Il concetto di “realtà”
Il concetto di realtà è intrinsecamente
legato all’ontologia, cioè alla disciplina filosofica che si occupa di
ciò che esiste, ed è molto diverso se esaminato da un fisico (tanto più
se è un fisico quantistico), da un matematico (tanto più se è un logico e
ancor di più se non è un logico classico) o da uno psichiatra che fa
una diagnosi.
Per un fisico è reale ciò che è misurabile. In meccanica
quantistica una grandezza fisica misurabile è descritta matematicamente
da un operatore autoaggiunto, detto osservabile. Per un logico classico
la verità logica e la realtà sono sinonimi mentre per un logico
costruttivista è vero ciò che è dimostrabile.
Nella logica quantistica
standard una proposizione, entità logica portatrice di valore di verità,
è in corrispondenza biunivoca con un osservabile (un proiettore). Un
proiettore esegue una misura. Il contenuto semantico in questo caso è
l’evento (il risultato della misura). Ma il contenuto semantico di una
proposizione può essere individuato anche dall’informazione codificata
in un certo stato del sistema. Questo è un altro punto di vista delle
logiche dette “quanto-computazionali” (Dalla Chiara et al, 2003).
John Archibald Wheeler
Per John Archibald Wheeler, grande
fisico teorico, padre della gravità quantistica, la concezione della
realtà è “It from bit” (Digital Physics). Successivamente Paola Zizzi ha
proposto un’estensione quantistica della fisica digitale: la
Computational Loop Quantum Gravity (CLQG), dalla quale si deduce che il
concetto di realtà è esprimibile come “It from qubit”1 (Zizzi, 2004,
2005), ovvero la realtà è informazione, I, possibilmente quantistica.

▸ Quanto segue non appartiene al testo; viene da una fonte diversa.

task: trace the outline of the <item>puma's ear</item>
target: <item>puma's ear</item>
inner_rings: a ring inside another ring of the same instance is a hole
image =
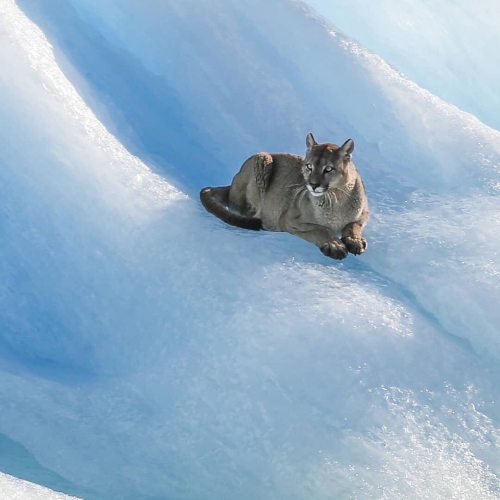
[[[307,137],[306,137],[306,146],[307,146],[307,149],[311,149],[313,146],[316,146],[316,144],[318,144],[316,142],[316,139],[314,138],[314,136],[311,134],[311,132],[309,132],[307,134]]]
[[[347,139],[347,141],[342,144],[340,151],[344,156],[344,159],[350,160],[352,152],[354,151],[354,141],[352,139]]]

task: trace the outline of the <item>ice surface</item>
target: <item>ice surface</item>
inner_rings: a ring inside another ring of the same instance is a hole
[[[409,78],[500,129],[496,0],[306,0]]]
[[[0,493],[5,500],[65,500],[76,498],[2,473],[0,473]]]
[[[0,469],[85,498],[498,495],[500,134],[296,2],[19,5],[57,58],[0,0]],[[309,129],[356,141],[362,258],[195,198]]]

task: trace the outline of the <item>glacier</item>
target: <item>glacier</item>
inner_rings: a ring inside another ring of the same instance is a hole
[[[2,472],[89,499],[498,496],[500,132],[301,2],[0,11]],[[356,142],[361,258],[197,201],[310,130]]]
[[[445,101],[500,129],[495,0],[306,0],[318,13]]]

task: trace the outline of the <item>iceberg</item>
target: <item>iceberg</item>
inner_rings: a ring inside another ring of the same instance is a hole
[[[498,131],[299,2],[0,10],[2,472],[90,499],[498,495]],[[360,258],[197,201],[310,130],[355,140]]]

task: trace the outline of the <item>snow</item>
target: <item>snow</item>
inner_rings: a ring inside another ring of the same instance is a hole
[[[499,132],[298,2],[0,10],[0,470],[84,498],[498,495]],[[310,130],[355,140],[360,258],[197,201]]]
[[[76,498],[2,473],[0,473],[0,492],[5,500],[64,500]]]
[[[496,0],[306,2],[419,85],[500,129]]]

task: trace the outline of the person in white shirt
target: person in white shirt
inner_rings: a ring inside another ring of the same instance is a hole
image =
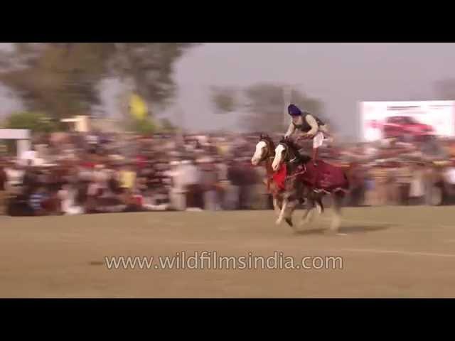
[[[326,135],[328,133],[327,125],[309,112],[301,112],[295,104],[289,104],[288,113],[292,117],[284,135],[287,139],[296,131],[300,133],[299,138],[313,139],[313,162],[317,165],[318,148],[322,146]]]

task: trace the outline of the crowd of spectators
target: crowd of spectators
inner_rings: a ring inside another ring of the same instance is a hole
[[[258,136],[34,136],[32,150],[20,158],[0,151],[0,214],[268,209],[265,170],[250,162]],[[455,197],[452,140],[346,144],[335,139],[320,156],[348,174],[347,205],[444,205]]]

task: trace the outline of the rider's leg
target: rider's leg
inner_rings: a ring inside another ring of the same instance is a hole
[[[318,133],[313,138],[313,162],[315,166],[318,159],[318,149],[322,146],[324,141],[324,134],[322,131],[318,131]]]

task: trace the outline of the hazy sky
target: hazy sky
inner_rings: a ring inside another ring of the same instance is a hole
[[[455,77],[454,60],[454,43],[205,43],[176,65],[176,103],[187,128],[234,128],[235,114],[213,112],[210,85],[296,84],[323,101],[326,115],[346,134],[356,135],[356,123],[348,122],[355,122],[358,101],[432,99],[435,81]],[[109,86],[103,94],[114,114],[110,99],[117,90]],[[17,105],[1,89],[0,97],[3,112]]]

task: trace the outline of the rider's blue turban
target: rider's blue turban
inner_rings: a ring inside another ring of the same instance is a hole
[[[287,112],[289,112],[289,115],[291,115],[291,116],[300,116],[300,115],[301,115],[301,112],[297,107],[297,106],[296,106],[294,104],[289,104],[289,106],[287,107]]]

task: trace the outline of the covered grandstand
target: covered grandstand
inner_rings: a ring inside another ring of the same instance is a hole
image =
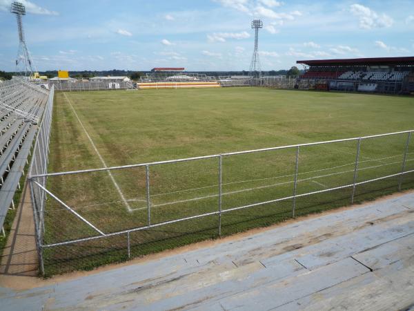
[[[299,60],[297,87],[384,93],[414,92],[414,57]]]
[[[20,178],[28,164],[32,144],[53,90],[41,88],[14,77],[0,84],[0,229],[9,209],[14,208],[14,196],[21,189]],[[42,138],[46,139],[46,138]]]

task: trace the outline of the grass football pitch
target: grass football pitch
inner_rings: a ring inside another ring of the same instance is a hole
[[[55,93],[50,172],[120,166],[414,128],[414,100],[262,88]],[[400,173],[407,135],[363,140],[357,181]],[[406,170],[414,169],[414,137]],[[297,194],[351,184],[357,142],[301,147]],[[288,197],[296,149],[223,158],[222,209]],[[356,202],[397,190],[400,178],[358,186]],[[218,209],[218,160],[149,168],[150,222]],[[403,189],[413,187],[407,174]],[[105,233],[148,224],[146,168],[49,177],[48,188]],[[350,204],[352,188],[298,198],[295,215]],[[292,200],[223,214],[221,234],[292,217]],[[217,236],[213,215],[130,234],[131,256]],[[48,197],[44,244],[97,232]],[[127,258],[126,235],[45,249],[46,274]]]

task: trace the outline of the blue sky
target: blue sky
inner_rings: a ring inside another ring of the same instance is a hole
[[[13,70],[18,35],[0,0],[0,70]],[[262,19],[263,70],[297,59],[414,55],[414,1],[22,1],[38,70],[248,70],[251,19]]]

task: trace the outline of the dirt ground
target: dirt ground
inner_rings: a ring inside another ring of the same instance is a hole
[[[293,223],[320,217],[324,215],[339,213],[345,209],[358,209],[373,202],[379,202],[390,198],[398,198],[404,194],[414,193],[414,190],[384,196],[375,201],[353,206],[340,207],[320,214],[315,214],[306,216],[297,217],[284,223],[275,224],[264,228],[256,228],[225,238],[205,241],[197,243],[169,249],[160,253],[152,254],[141,258],[132,259],[122,263],[115,263],[100,267],[92,271],[74,272],[69,274],[56,276],[51,279],[43,279],[36,276],[37,256],[34,236],[34,223],[30,193],[28,189],[23,196],[24,200],[20,204],[20,210],[13,224],[13,232],[10,235],[6,249],[3,252],[0,270],[0,286],[10,288],[17,290],[23,290],[39,286],[55,284],[82,276],[99,274],[104,271],[122,268],[131,265],[141,264],[150,261],[155,261],[171,255],[185,253],[201,248],[208,248],[218,244],[241,240],[246,236],[272,230],[276,227],[283,227]],[[8,256],[12,254],[12,258]]]

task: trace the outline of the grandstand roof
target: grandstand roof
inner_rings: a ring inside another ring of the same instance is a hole
[[[311,59],[299,60],[296,64],[305,64],[308,66],[414,66],[414,57],[374,57],[348,58],[339,59]]]
[[[156,67],[151,70],[151,71],[184,71],[184,68],[173,68],[173,67]]]

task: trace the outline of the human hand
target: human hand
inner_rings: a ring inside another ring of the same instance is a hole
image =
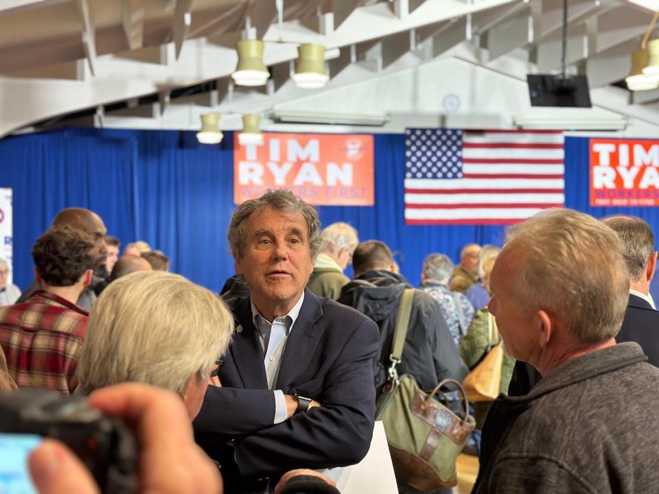
[[[284,473],[281,478],[279,480],[279,482],[277,483],[277,486],[275,487],[275,494],[279,494],[281,492],[281,490],[286,485],[286,482],[290,480],[294,477],[298,475],[308,475],[310,477],[318,477],[319,478],[322,479],[326,484],[329,484],[332,487],[336,486],[336,482],[332,480],[329,477],[326,477],[322,473],[319,473],[315,470],[307,470],[306,469],[299,469],[297,470],[291,470]]]
[[[297,401],[297,397],[294,397],[292,395],[284,395],[284,399],[286,402],[286,419],[290,419],[293,415],[295,414],[295,411],[297,410],[297,405],[299,403]],[[316,406],[321,406],[321,404],[315,400],[312,400],[311,403],[309,404],[309,408],[308,411]]]
[[[195,443],[179,397],[144,384],[105,388],[89,403],[120,417],[139,445],[138,490],[157,494],[222,493],[217,467]],[[41,494],[97,494],[91,474],[64,445],[46,439],[30,456],[30,475]]]

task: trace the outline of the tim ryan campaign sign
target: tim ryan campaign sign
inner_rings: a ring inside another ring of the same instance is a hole
[[[233,202],[268,189],[292,191],[310,204],[372,206],[373,136],[264,132],[261,145],[234,134]]]
[[[659,204],[659,141],[590,139],[590,205]]]

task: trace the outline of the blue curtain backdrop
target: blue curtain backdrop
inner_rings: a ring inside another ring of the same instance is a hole
[[[656,208],[590,207],[588,146],[587,139],[566,139],[566,205],[598,217],[640,216],[659,233]],[[0,187],[14,189],[15,283],[24,288],[32,281],[32,246],[57,211],[78,206],[98,213],[124,245],[146,240],[170,256],[172,271],[219,290],[233,273],[226,242],[233,209],[232,147],[231,132],[215,146],[197,143],[191,132],[98,129],[0,141]],[[323,224],[345,221],[362,239],[386,242],[413,284],[430,252],[457,261],[466,243],[501,245],[501,226],[406,226],[403,154],[402,134],[376,134],[376,205],[320,207]]]

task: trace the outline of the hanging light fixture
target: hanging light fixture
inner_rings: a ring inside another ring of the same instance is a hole
[[[301,45],[297,49],[299,58],[293,80],[303,89],[324,87],[330,80],[325,68],[325,47],[321,45]]]
[[[201,130],[197,132],[197,141],[202,144],[219,144],[224,134],[220,130],[220,115],[206,113],[201,116]]]
[[[625,78],[629,91],[648,91],[659,86],[659,77],[644,73],[643,69],[647,65],[647,51],[636,50],[632,54],[632,71]]]
[[[263,133],[261,132],[261,117],[257,115],[242,116],[242,132],[238,134],[238,143],[263,144]]]
[[[231,74],[238,86],[263,86],[270,77],[263,63],[263,41],[244,40],[236,43],[238,64]]]

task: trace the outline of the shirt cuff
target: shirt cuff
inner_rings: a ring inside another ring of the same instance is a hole
[[[286,399],[284,397],[284,391],[275,390],[275,421],[273,424],[281,423],[286,419]]]

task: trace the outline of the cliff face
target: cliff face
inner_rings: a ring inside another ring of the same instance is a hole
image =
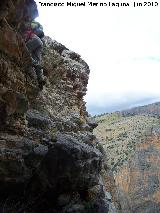
[[[115,212],[83,100],[88,65],[45,37],[40,90],[21,35],[35,2],[5,0],[0,14],[0,211]]]
[[[159,104],[96,118],[120,212],[160,212]]]

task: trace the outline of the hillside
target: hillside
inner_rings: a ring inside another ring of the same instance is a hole
[[[160,104],[95,117],[121,211],[160,211]]]
[[[0,212],[115,213],[83,100],[89,66],[44,36],[39,87],[23,32],[37,16],[34,0],[0,2]]]

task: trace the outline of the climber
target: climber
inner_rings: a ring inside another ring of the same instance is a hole
[[[42,42],[43,37],[44,37],[43,28],[39,24],[39,22],[32,21],[26,23],[24,30],[24,39],[26,42],[26,46],[32,56],[32,65],[35,68],[40,89],[43,89],[43,85],[45,84],[43,69],[40,65],[41,54],[43,49],[43,42]]]

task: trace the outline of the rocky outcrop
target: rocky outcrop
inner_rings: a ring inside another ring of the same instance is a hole
[[[0,14],[0,211],[116,212],[83,100],[88,65],[45,37],[40,90],[22,36],[35,2],[5,0]]]

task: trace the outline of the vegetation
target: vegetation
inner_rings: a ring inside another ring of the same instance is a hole
[[[98,127],[94,134],[100,139],[107,153],[107,165],[112,171],[118,169],[134,153],[136,144],[160,128],[158,117],[148,115],[124,116],[120,112],[95,117]]]

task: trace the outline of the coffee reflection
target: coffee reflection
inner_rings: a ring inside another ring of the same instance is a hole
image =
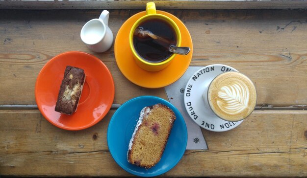
[[[159,38],[157,39],[155,37]],[[176,45],[176,33],[169,23],[158,19],[140,23],[133,34],[133,42],[136,52],[150,63],[161,62],[173,53],[171,45]]]

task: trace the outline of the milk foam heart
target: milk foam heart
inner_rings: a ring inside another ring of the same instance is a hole
[[[227,121],[237,121],[254,111],[256,92],[248,77],[231,71],[222,73],[212,80],[208,89],[207,98],[210,107],[218,116]]]

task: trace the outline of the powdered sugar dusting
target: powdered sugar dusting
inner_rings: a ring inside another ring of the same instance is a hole
[[[142,124],[143,122],[143,118],[145,117],[144,116],[148,115],[151,112],[151,110],[150,108],[148,107],[144,107],[141,112],[140,112],[140,117],[139,117],[139,120],[136,123],[136,126],[135,126],[135,128],[134,129],[134,132],[133,132],[133,134],[132,134],[132,136],[130,139],[130,142],[129,142],[129,147],[128,151],[132,149],[132,142],[133,141],[133,139],[134,139],[134,135],[135,133],[136,133],[136,131],[139,128],[139,127]],[[128,153],[127,153],[128,154]]]

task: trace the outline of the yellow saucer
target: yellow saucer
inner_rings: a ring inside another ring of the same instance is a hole
[[[157,10],[173,20],[180,29],[181,46],[188,46],[191,51],[186,55],[177,55],[171,63],[165,69],[157,72],[150,72],[140,67],[133,59],[129,46],[129,33],[133,23],[146,15],[146,11],[139,12],[127,20],[118,31],[114,44],[114,53],[117,66],[123,74],[130,82],[141,87],[158,88],[168,86],[178,80],[187,69],[193,53],[191,35],[183,23],[174,15]]]

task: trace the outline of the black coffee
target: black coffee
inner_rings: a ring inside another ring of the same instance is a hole
[[[137,32],[138,29],[147,34],[151,33],[164,40],[154,39],[150,34],[140,35]],[[171,45],[176,45],[177,37],[174,30],[166,22],[160,19],[149,20],[140,23],[136,30],[133,38],[133,45],[136,52],[144,60],[150,63],[159,63],[173,54],[169,51],[169,49]]]

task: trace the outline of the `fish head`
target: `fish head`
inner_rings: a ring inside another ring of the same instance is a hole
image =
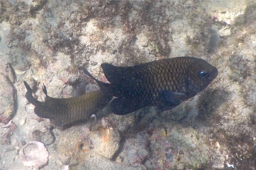
[[[218,75],[218,69],[201,59],[191,62],[187,77],[187,87],[190,92],[197,94],[206,88]]]

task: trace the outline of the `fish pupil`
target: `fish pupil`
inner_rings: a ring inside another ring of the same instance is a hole
[[[202,78],[207,78],[209,76],[209,74],[207,72],[202,71],[200,73],[200,76]]]

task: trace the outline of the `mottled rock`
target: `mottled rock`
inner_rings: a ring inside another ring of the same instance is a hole
[[[8,75],[7,73],[5,73]],[[0,74],[0,120],[6,124],[10,120],[12,115],[15,113],[16,94],[12,83],[3,72]]]
[[[145,162],[148,170],[193,169],[204,167],[210,155],[207,136],[197,130],[177,125],[155,128],[150,140],[151,156]]]
[[[111,159],[119,147],[120,137],[109,123],[90,133],[85,125],[73,127],[60,133],[56,139],[62,164],[71,165],[84,161],[90,153]],[[68,134],[68,138],[66,136]]]
[[[90,154],[84,162],[75,166],[78,170],[145,170],[146,168],[142,165],[128,166],[110,161],[95,153]]]
[[[142,164],[150,154],[147,133],[137,133],[132,138],[126,139],[122,144],[122,151],[118,159],[124,164],[132,166]]]
[[[49,145],[54,142],[52,133],[49,128],[44,127],[41,129],[34,128],[29,132],[29,135],[31,140],[41,142],[46,145]]]

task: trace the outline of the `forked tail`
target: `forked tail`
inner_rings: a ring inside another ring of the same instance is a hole
[[[30,87],[29,87],[26,82],[23,81],[23,82],[25,86],[26,87],[26,88],[27,91],[25,96],[27,100],[28,100],[30,103],[36,107],[38,106],[41,106],[44,103],[43,102],[41,102],[37,100],[33,96],[32,94],[32,89],[31,89],[31,88],[30,88]]]
[[[81,69],[88,76],[97,82],[98,85],[99,85],[99,86],[100,90],[103,93],[103,94],[113,96],[112,88],[111,84],[105,83],[97,79],[95,77],[93,77],[84,68],[81,68]]]

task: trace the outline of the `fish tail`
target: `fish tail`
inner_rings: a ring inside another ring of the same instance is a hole
[[[95,77],[93,76],[84,68],[81,68],[81,69],[90,78],[95,80],[99,86],[100,90],[102,93],[109,95],[113,96],[113,93],[112,91],[112,86],[111,84],[106,83],[97,79]]]
[[[33,96],[33,95],[32,95],[32,89],[31,89],[31,88],[30,88],[30,87],[26,81],[23,81],[23,82],[24,82],[27,91],[25,96],[27,100],[28,100],[30,103],[36,107],[41,105],[42,103],[44,103],[42,102],[37,100]]]

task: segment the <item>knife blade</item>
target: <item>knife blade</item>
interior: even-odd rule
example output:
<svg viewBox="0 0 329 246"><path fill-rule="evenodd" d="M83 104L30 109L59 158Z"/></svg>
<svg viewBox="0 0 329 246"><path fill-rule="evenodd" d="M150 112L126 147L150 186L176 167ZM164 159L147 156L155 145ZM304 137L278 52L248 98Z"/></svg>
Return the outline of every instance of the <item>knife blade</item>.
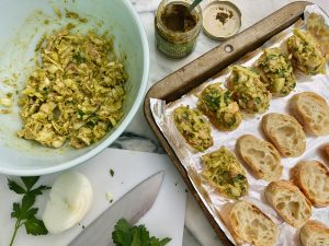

Come si possono conciliare i concetti di
realtà come verità logica dimostrabile, osservabile quantistica, e “It
from (Qu)-bit”? E come si può riportare tutto ciò alla concezione della
realtà in una diagnosi psichiatrica?
A questo riguardo va osservato che i
sintomi della schizofrenia acuta sono per loro natura delle aberrazioni
delle esperienze consce. Come riportato in un recente Ciba Foundation
Symposium ( Bock, 2007) le attuali teorie sui meccanismi che sottostanno
alle manifestazioni schizofreniche si distinguono tra loro
relativamente a quattro livelli di descrizione: quello neuroanatomico,
quello neurochimico, quello cognitivo, e quello sintomatologico.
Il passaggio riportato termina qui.